À travers la coopération, il est possible de construire des modèles durables qui servent non seulement les femmes, mais toute la communauté. Notre objectif est que cette initiative ne reste pas au niveau du débat, mais qu’elle se traduise par des opportunités concrètes, des projets et un soutien réel pour chaque femme qui cherche à avancer.”
La vice-ambassadrice de la République du Kosovo à Berne, Shukrije Ramadani, a souligné l’importance de l’implication des jeunes générations dans la vie de la communauté et de la continuité entre les générations: “Pour moi, il est essentiel de voir les jeunes générations actives et engagées. Les générations précédentes ont ouvert la voie avec beaucoup de sacrifices et de défis, c’est pourquoi il est important que cet héritage se poursuive.

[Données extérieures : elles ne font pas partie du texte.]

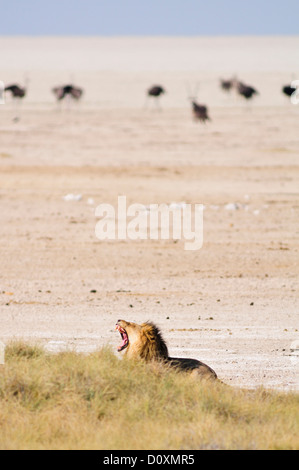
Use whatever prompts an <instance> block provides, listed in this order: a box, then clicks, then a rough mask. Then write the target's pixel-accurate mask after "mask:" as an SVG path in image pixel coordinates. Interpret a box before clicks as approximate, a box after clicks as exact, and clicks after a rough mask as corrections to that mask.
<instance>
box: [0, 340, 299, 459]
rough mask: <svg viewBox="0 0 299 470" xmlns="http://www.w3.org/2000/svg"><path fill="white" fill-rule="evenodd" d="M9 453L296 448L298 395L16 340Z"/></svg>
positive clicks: (6, 441) (0, 433) (4, 440)
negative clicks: (57, 451)
mask: <svg viewBox="0 0 299 470" xmlns="http://www.w3.org/2000/svg"><path fill="white" fill-rule="evenodd" d="M0 372H1V374H0V448H1V449H111V450H113V449H119V450H122V449H131V450H133V449H145V450H154V449H169V450H173V449H185V450H187V449H192V450H193V449H298V448H299V406H298V405H299V395H298V394H295V393H288V394H285V393H277V392H271V391H266V390H264V389H258V390H251V391H249V390H239V389H234V388H231V387H228V386H225V385H223V384H221V383H208V382H200V381H198V380H194V379H192V378H191V377H189V376H188V375H187V374H186V373H179V372H176V371H174V370H171V369H167V368H163V367H162V366H154V365H149V364H145V363H143V362H134V361H128V360H122V361H121V360H119V359H118V358H117V357H116V355H115V354H114V353H113V352H112V351H111V349H109V348H103V349H101V350H99V351H97V352H95V353H93V354H90V355H84V354H77V353H74V352H65V353H59V354H48V353H46V352H45V351H43V349H42V348H40V347H36V346H30V345H26V344H22V343H12V344H10V345H9V346H8V347H7V350H6V363H5V365H3V366H1V369H0Z"/></svg>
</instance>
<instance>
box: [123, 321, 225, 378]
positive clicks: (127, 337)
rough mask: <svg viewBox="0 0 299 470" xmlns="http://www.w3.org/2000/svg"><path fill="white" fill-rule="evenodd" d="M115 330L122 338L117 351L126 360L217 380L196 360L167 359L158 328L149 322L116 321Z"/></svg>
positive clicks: (165, 343) (173, 358)
mask: <svg viewBox="0 0 299 470" xmlns="http://www.w3.org/2000/svg"><path fill="white" fill-rule="evenodd" d="M115 329H116V330H118V331H119V333H120V335H121V337H122V344H121V345H120V346H119V347H118V351H119V352H120V351H124V350H125V355H126V356H127V357H128V358H132V359H144V360H145V361H147V362H148V361H161V362H164V363H166V364H169V365H170V366H173V367H175V368H177V369H181V370H186V371H189V372H191V373H192V375H198V376H200V377H202V378H206V379H217V375H216V373H215V372H214V371H213V369H211V368H210V367H209V366H207V365H206V364H204V363H203V362H200V361H197V360H196V359H187V358H178V357H169V356H168V349H167V346H166V343H165V341H164V339H163V338H162V335H161V332H160V330H159V328H158V327H157V326H156V325H154V324H153V323H151V322H146V323H142V324H141V325H137V324H136V323H132V322H127V321H125V320H118V321H117V323H116V325H115Z"/></svg>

Si les jeunes ne sont pas présents et ne prennent pas un rôle dans la représentation, alors les efforts accomplis jusqu’à présent perdraient leur sens. Je me réjouis particulièrement de la présence des jeunes filles et des jeunes mères, et j’espère que cet engagement continuera de croître à l’avenir”.
Les ateliers ont été animés par Flora Rexhepi et Kadire Idrizi, qui ont orienté les discussions et créé un espace structuré pour l’échange et la réflexion commune.
Cette rencontre marque un début commun qui vise à se poursuivre par des étapes durables dans la construction d’un réseau fonctionnel et solidaire pour les femmes albanaises en Suisse. La rencontre s’est conclue par un apéro avec des spécialités traditionnelles albanaises.
Les prochains événements sont prévus le 14 juin 2026 à Spreitenbach et le 22 novembre 2026 à Saint-Gall, dans le cadre de la conférence annuelle.